3.For the purpose of this problem, assume that your function returns 0 when the reversed integer overflows.

int reverse(int x)
{
    long long num=x;    //To avoid overflow
    long long result=0;
    int sign=1;
    if(num<0){
        sign=-1;
        num=-num;
    }
    while(num!=0){
        result=result*10+num%10;
        num/=10;
    }
    if(result>INT_MAX){
        if(result==INT_MAX+1&&sign==-1)return INT_MIN;
        else
            return 0;
    }
    return result*sign;
}

 

8 - String to Integer

Requirements for atoi:

The function first discards as many whitespace characters as necessary until the first non-whitespace character is found. Then, starting from this character, takes an optional initial plus or minus sign followed by as many numerical digits as possible, and interprets them as a numerical value.

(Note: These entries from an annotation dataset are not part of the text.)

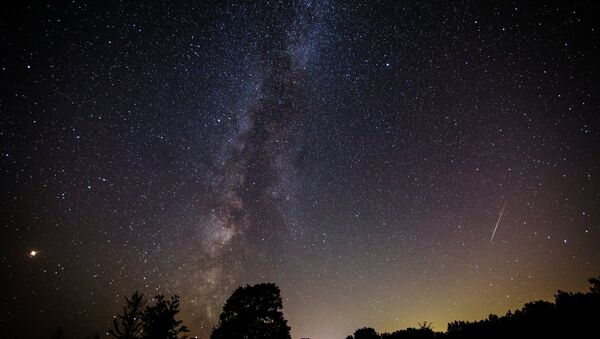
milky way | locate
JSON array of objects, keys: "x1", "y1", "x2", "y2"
[{"x1": 0, "y1": 1, "x2": 600, "y2": 339}]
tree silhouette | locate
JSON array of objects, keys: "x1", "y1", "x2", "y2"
[
  {"x1": 211, "y1": 283, "x2": 291, "y2": 339},
  {"x1": 108, "y1": 291, "x2": 144, "y2": 339},
  {"x1": 354, "y1": 327, "x2": 381, "y2": 339},
  {"x1": 346, "y1": 277, "x2": 600, "y2": 339},
  {"x1": 142, "y1": 294, "x2": 189, "y2": 339}
]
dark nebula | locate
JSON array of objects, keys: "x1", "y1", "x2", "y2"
[{"x1": 0, "y1": 0, "x2": 600, "y2": 339}]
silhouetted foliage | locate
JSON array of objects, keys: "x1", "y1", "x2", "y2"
[
  {"x1": 211, "y1": 284, "x2": 291, "y2": 339},
  {"x1": 142, "y1": 294, "x2": 189, "y2": 339},
  {"x1": 346, "y1": 277, "x2": 600, "y2": 339},
  {"x1": 108, "y1": 291, "x2": 188, "y2": 339},
  {"x1": 354, "y1": 327, "x2": 381, "y2": 339},
  {"x1": 108, "y1": 291, "x2": 144, "y2": 339}
]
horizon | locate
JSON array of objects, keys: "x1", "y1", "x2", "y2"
[{"x1": 0, "y1": 0, "x2": 600, "y2": 339}]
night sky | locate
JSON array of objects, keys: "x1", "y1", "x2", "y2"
[{"x1": 0, "y1": 0, "x2": 600, "y2": 339}]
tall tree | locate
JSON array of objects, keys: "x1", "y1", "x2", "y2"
[
  {"x1": 142, "y1": 294, "x2": 189, "y2": 339},
  {"x1": 108, "y1": 291, "x2": 145, "y2": 339},
  {"x1": 211, "y1": 283, "x2": 291, "y2": 339}
]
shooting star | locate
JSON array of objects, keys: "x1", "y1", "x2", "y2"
[{"x1": 490, "y1": 201, "x2": 506, "y2": 244}]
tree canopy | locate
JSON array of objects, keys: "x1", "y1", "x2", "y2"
[{"x1": 211, "y1": 283, "x2": 291, "y2": 339}]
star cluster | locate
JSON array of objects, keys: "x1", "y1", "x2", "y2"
[{"x1": 0, "y1": 1, "x2": 600, "y2": 338}]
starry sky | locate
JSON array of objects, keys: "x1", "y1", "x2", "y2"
[{"x1": 0, "y1": 0, "x2": 600, "y2": 339}]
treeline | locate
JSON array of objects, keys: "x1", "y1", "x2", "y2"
[
  {"x1": 44, "y1": 278, "x2": 600, "y2": 339},
  {"x1": 104, "y1": 283, "x2": 291, "y2": 339},
  {"x1": 346, "y1": 278, "x2": 600, "y2": 339}
]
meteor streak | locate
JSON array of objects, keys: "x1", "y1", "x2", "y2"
[{"x1": 490, "y1": 202, "x2": 506, "y2": 244}]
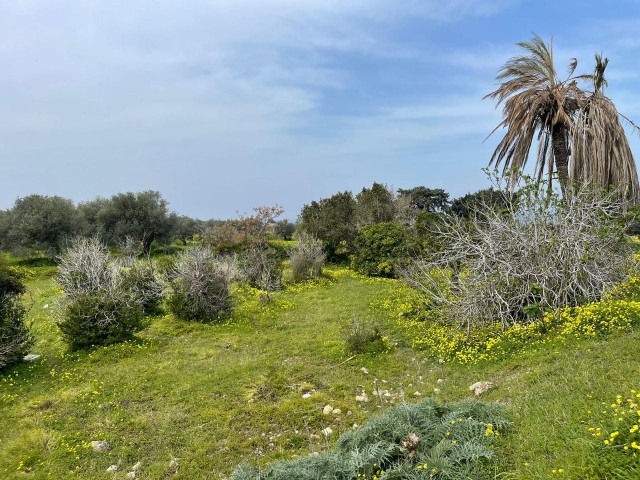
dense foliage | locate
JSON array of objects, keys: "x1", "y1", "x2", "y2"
[
  {"x1": 351, "y1": 222, "x2": 406, "y2": 277},
  {"x1": 289, "y1": 232, "x2": 326, "y2": 282},
  {"x1": 98, "y1": 191, "x2": 173, "y2": 253},
  {"x1": 356, "y1": 182, "x2": 395, "y2": 227},
  {"x1": 0, "y1": 195, "x2": 79, "y2": 254},
  {"x1": 0, "y1": 261, "x2": 34, "y2": 370},
  {"x1": 298, "y1": 192, "x2": 357, "y2": 260}
]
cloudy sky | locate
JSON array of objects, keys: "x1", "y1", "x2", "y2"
[{"x1": 0, "y1": 0, "x2": 640, "y2": 219}]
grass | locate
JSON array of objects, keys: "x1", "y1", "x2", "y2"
[{"x1": 0, "y1": 265, "x2": 640, "y2": 479}]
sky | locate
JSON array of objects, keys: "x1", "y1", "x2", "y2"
[{"x1": 0, "y1": 0, "x2": 640, "y2": 220}]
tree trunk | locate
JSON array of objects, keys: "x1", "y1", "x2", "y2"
[
  {"x1": 142, "y1": 236, "x2": 153, "y2": 255},
  {"x1": 551, "y1": 123, "x2": 569, "y2": 196}
]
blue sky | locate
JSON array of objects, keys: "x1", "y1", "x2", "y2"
[{"x1": 0, "y1": 0, "x2": 640, "y2": 219}]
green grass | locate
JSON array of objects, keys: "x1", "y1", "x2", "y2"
[{"x1": 0, "y1": 266, "x2": 640, "y2": 479}]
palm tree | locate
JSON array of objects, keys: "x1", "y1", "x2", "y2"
[{"x1": 485, "y1": 34, "x2": 639, "y2": 200}]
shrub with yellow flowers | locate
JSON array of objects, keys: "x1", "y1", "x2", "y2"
[{"x1": 396, "y1": 275, "x2": 640, "y2": 364}]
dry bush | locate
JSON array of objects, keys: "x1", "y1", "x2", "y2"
[
  {"x1": 168, "y1": 246, "x2": 233, "y2": 321},
  {"x1": 289, "y1": 232, "x2": 326, "y2": 282},
  {"x1": 404, "y1": 182, "x2": 631, "y2": 334},
  {"x1": 58, "y1": 238, "x2": 156, "y2": 349}
]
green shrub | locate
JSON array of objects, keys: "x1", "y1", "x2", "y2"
[
  {"x1": 289, "y1": 232, "x2": 326, "y2": 282},
  {"x1": 58, "y1": 292, "x2": 144, "y2": 350},
  {"x1": 0, "y1": 264, "x2": 33, "y2": 370},
  {"x1": 168, "y1": 246, "x2": 231, "y2": 321},
  {"x1": 351, "y1": 222, "x2": 405, "y2": 277},
  {"x1": 344, "y1": 320, "x2": 391, "y2": 353},
  {"x1": 231, "y1": 399, "x2": 509, "y2": 480}
]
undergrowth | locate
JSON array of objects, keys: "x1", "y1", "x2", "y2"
[{"x1": 231, "y1": 399, "x2": 509, "y2": 480}]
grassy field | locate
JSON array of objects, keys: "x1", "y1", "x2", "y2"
[{"x1": 0, "y1": 260, "x2": 640, "y2": 479}]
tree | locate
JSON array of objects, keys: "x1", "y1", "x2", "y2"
[
  {"x1": 0, "y1": 195, "x2": 79, "y2": 254},
  {"x1": 356, "y1": 182, "x2": 395, "y2": 227},
  {"x1": 169, "y1": 213, "x2": 201, "y2": 245},
  {"x1": 78, "y1": 197, "x2": 109, "y2": 237},
  {"x1": 298, "y1": 191, "x2": 358, "y2": 259},
  {"x1": 449, "y1": 188, "x2": 508, "y2": 218},
  {"x1": 274, "y1": 219, "x2": 296, "y2": 240},
  {"x1": 398, "y1": 186, "x2": 449, "y2": 212},
  {"x1": 351, "y1": 222, "x2": 406, "y2": 277},
  {"x1": 485, "y1": 35, "x2": 639, "y2": 199},
  {"x1": 98, "y1": 190, "x2": 172, "y2": 254},
  {"x1": 208, "y1": 205, "x2": 284, "y2": 253}
]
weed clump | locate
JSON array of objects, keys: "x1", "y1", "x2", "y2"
[
  {"x1": 343, "y1": 319, "x2": 392, "y2": 353},
  {"x1": 168, "y1": 246, "x2": 232, "y2": 322},
  {"x1": 231, "y1": 399, "x2": 509, "y2": 480}
]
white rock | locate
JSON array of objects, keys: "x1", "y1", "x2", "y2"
[
  {"x1": 469, "y1": 382, "x2": 495, "y2": 395},
  {"x1": 356, "y1": 392, "x2": 369, "y2": 403},
  {"x1": 91, "y1": 440, "x2": 111, "y2": 453}
]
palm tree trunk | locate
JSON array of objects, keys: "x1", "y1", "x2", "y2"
[{"x1": 551, "y1": 123, "x2": 569, "y2": 195}]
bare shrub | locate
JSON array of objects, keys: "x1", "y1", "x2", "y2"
[
  {"x1": 168, "y1": 246, "x2": 231, "y2": 321},
  {"x1": 404, "y1": 182, "x2": 631, "y2": 334},
  {"x1": 289, "y1": 232, "x2": 326, "y2": 282},
  {"x1": 58, "y1": 238, "x2": 152, "y2": 349}
]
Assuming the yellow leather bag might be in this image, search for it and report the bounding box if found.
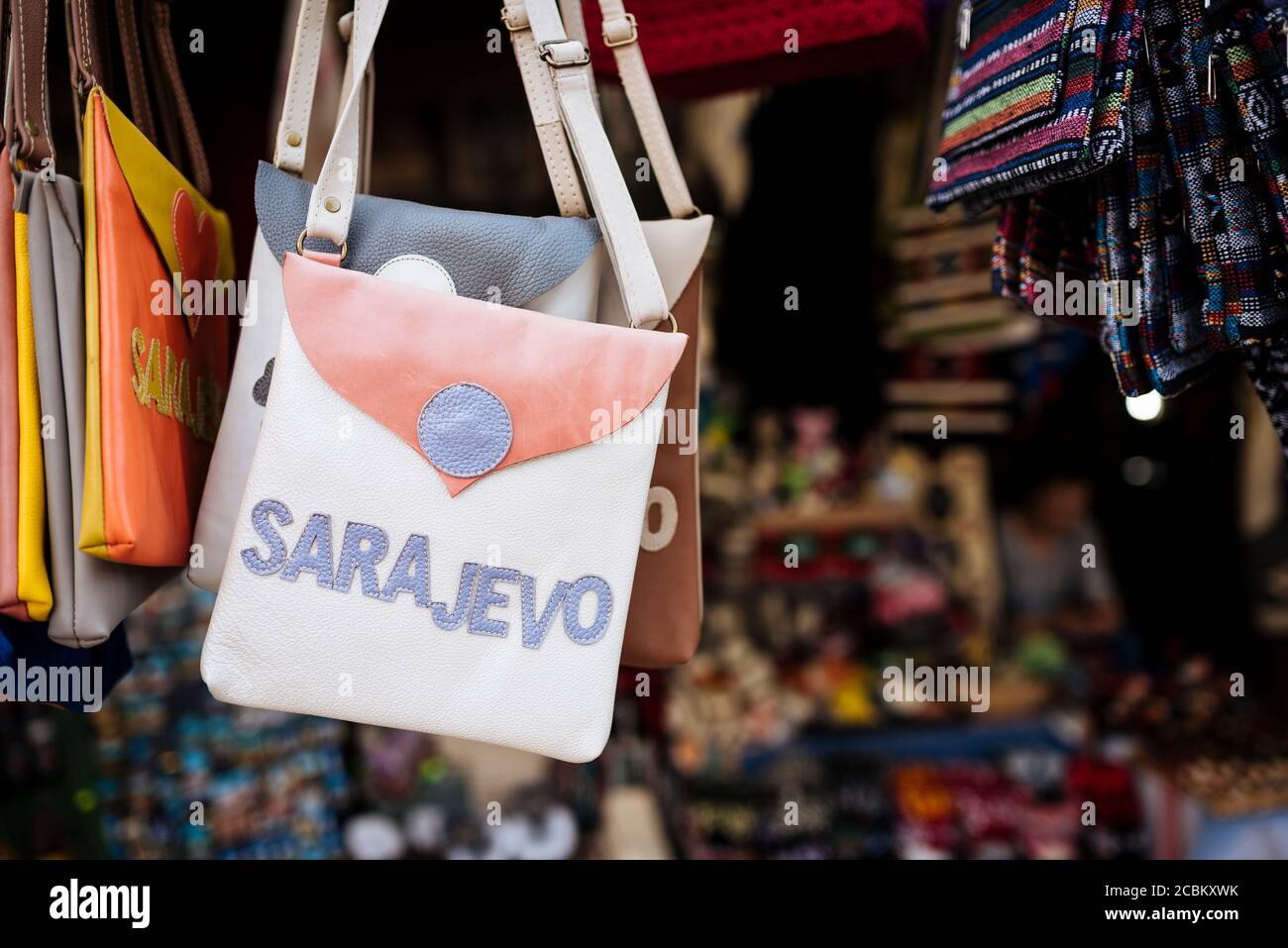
[73,4,236,567]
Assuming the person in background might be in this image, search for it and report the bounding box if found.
[1001,474,1124,648]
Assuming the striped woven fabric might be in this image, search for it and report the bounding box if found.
[1118,54,1224,395]
[926,0,1134,210]
[1216,7,1288,261]
[940,0,1077,158]
[1147,0,1288,345]
[963,0,1145,214]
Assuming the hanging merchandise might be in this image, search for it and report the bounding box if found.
[501,0,712,669]
[0,127,20,619]
[201,0,687,761]
[927,0,1288,446]
[564,0,926,98]
[188,0,602,591]
[927,0,1142,211]
[12,0,171,648]
[69,0,236,567]
[0,616,134,713]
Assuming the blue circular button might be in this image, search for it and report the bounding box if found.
[416,381,514,477]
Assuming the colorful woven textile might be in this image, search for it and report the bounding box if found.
[1147,0,1288,345]
[926,0,1137,211]
[1120,54,1221,395]
[940,0,1078,158]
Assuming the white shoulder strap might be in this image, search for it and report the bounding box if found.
[501,1,589,218]
[502,0,698,218]
[273,0,375,181]
[310,0,669,329]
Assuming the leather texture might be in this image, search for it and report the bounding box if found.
[0,147,30,622]
[27,175,174,648]
[188,186,605,591]
[80,87,233,567]
[525,0,669,329]
[501,3,590,218]
[13,191,53,622]
[502,0,712,669]
[274,254,686,497]
[502,0,697,218]
[145,0,211,194]
[201,259,679,761]
[10,0,54,167]
[622,267,702,669]
[255,162,600,306]
[599,216,712,669]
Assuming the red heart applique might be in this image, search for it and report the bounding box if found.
[170,188,219,335]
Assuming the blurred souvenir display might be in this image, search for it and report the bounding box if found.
[0,0,1288,870]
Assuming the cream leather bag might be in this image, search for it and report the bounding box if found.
[188,0,602,590]
[201,0,687,761]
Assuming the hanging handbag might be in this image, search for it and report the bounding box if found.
[0,4,31,621]
[13,0,174,648]
[5,3,53,622]
[188,0,602,590]
[69,3,236,567]
[201,0,686,761]
[570,0,926,98]
[0,131,30,619]
[501,0,712,669]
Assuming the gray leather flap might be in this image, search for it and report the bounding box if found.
[255,161,600,306]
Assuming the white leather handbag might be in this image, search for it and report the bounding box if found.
[201,0,687,761]
[188,0,604,591]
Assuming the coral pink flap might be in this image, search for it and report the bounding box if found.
[282,254,688,497]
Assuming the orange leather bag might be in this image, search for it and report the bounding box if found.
[69,1,239,567]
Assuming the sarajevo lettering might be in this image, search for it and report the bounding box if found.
[241,500,613,648]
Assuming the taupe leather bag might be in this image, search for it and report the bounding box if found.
[501,0,712,669]
[19,0,175,648]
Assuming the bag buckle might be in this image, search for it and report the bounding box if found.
[537,40,590,69]
[501,4,532,34]
[602,13,640,49]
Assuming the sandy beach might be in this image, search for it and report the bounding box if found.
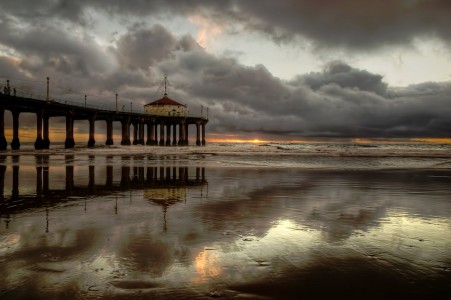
[0,147,451,299]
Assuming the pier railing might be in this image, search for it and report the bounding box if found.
[11,91,208,119]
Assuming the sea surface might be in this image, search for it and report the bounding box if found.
[0,142,451,299]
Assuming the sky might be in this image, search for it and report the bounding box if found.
[0,0,451,141]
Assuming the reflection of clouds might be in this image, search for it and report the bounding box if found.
[194,249,222,282]
[118,235,174,276]
[203,169,449,242]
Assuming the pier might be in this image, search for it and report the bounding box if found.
[0,78,208,150]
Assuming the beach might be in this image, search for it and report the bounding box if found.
[0,143,451,299]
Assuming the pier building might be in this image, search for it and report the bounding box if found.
[0,77,208,150]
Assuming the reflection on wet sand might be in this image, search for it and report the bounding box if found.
[0,156,451,299]
[0,155,208,220]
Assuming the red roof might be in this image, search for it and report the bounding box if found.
[146,95,185,106]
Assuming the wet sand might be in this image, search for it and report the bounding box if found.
[0,156,451,299]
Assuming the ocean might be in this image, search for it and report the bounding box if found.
[0,142,451,299]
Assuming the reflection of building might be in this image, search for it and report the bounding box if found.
[144,187,186,203]
[0,155,208,219]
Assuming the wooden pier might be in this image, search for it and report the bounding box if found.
[0,80,208,150]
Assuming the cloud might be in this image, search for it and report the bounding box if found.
[0,1,451,138]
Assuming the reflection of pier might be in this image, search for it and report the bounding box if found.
[0,156,207,215]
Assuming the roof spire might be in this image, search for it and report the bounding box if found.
[164,74,168,97]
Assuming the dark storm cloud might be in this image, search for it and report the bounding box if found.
[117,25,176,70]
[0,1,451,138]
[159,44,451,137]
[2,0,451,50]
[297,61,387,94]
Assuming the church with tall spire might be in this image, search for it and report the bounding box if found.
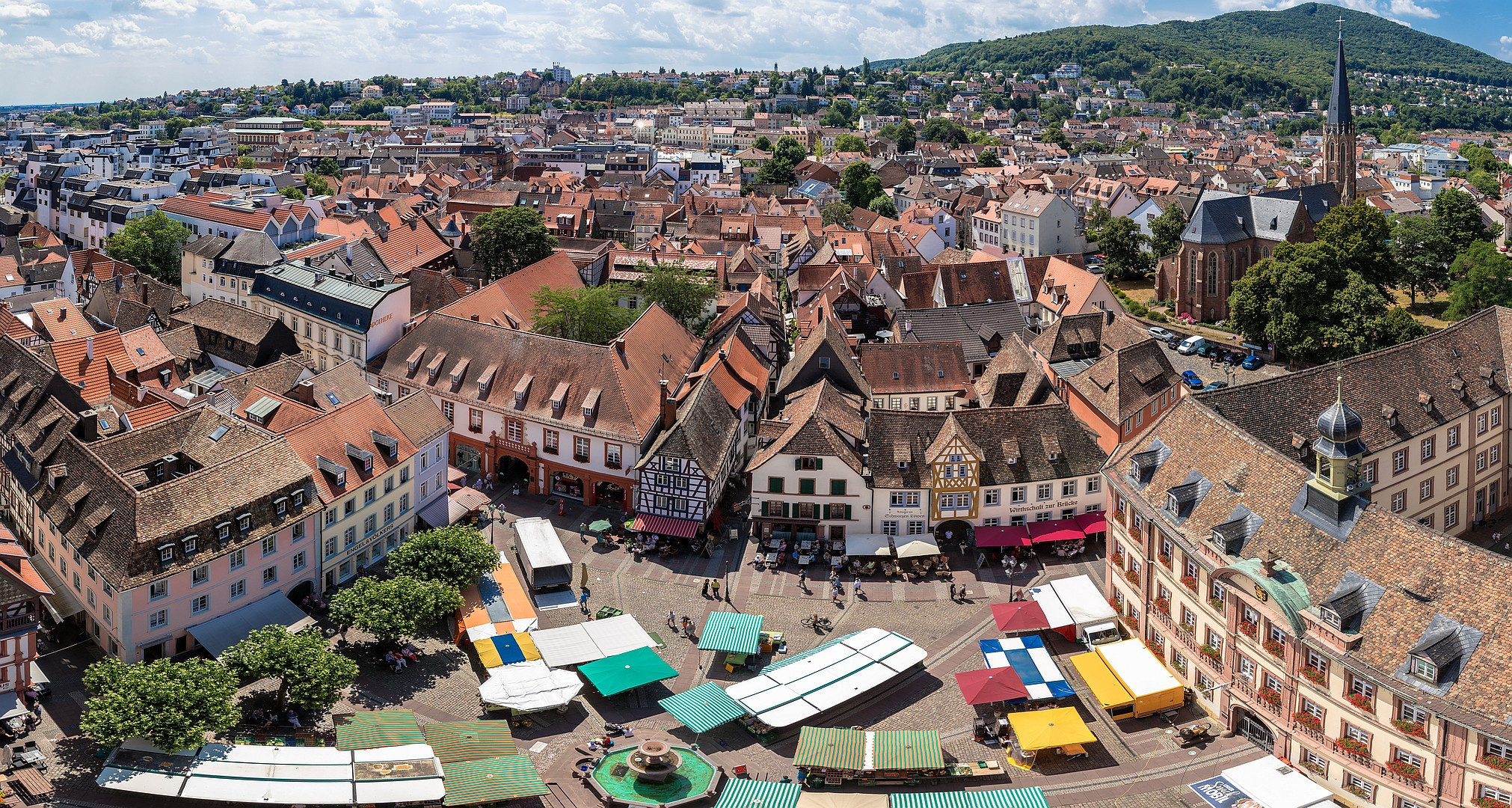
[1323,19,1355,204]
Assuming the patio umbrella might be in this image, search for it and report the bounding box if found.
[956,667,1030,703]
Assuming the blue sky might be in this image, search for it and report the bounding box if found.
[0,0,1512,105]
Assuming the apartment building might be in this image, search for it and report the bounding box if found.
[1199,307,1512,536]
[1104,390,1512,808]
[370,306,701,512]
[250,260,410,371]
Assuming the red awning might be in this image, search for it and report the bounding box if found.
[630,513,701,539]
[956,667,1030,703]
[977,525,1030,548]
[1030,519,1087,545]
[1077,510,1108,536]
[992,601,1049,631]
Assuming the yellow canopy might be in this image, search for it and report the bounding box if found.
[1071,651,1134,710]
[1009,706,1098,752]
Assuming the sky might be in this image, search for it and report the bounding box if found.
[0,0,1512,105]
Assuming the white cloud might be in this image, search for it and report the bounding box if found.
[0,0,52,19]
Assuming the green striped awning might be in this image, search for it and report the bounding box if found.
[698,611,762,654]
[888,787,1049,808]
[441,755,550,805]
[713,780,802,808]
[423,722,519,764]
[577,646,677,696]
[336,710,425,749]
[873,729,945,771]
[659,682,746,735]
[793,726,864,771]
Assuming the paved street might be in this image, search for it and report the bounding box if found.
[29,493,1262,808]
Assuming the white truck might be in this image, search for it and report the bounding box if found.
[1030,575,1123,646]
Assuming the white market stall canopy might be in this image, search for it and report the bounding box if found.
[726,628,929,726]
[95,738,446,805]
[531,614,657,667]
[478,660,582,711]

The string can contain additional characters after those that form the integral number, which are ignored and have no effect on the behavior of this function.

If the first sequence of non-whitespace characters in str is not a valid integral number, or if no such sequence exists because either str is empty or it contains only whitespace characters, no conversion is performed.

If no valid conversion could be performed, a zero value is returned. If the correct value is out of the range of representable values, INT_MAX (2147483647) or INT_MIN (-2147483648) is returned.

Tips:

 1. Input:"+-2" Output:-2 Expected:0  

2. Each time input str[i], it needs to judge if overflow happened, the number may exceed either long or long long

int myAtoi(string str)
{
    if(str.size()==0)return 0;
    int i=0,flag=1;
    while(str[i]==' ')i++;
    if(str[i]=='-'||str[i]=='+')
    {
        if(str[i]=='-')flag=-1;
        i++;
    }
    if(str[i]>'9'||str[i]<'0')return 0;
    long long temp;
    for(int j=i;j<str.size();j++)
    {
        if(str[j]>'9'||str[j]<'0')break;
        temp=temp*10+(str[j]-'0');
        if(flag==1 && temp>INT_MAX)
            return INT_MAX;
        else if(flag==-1 && temp>INT_MAX)
            return INT_MIN;
    }
    return (int)(temp*flag);
}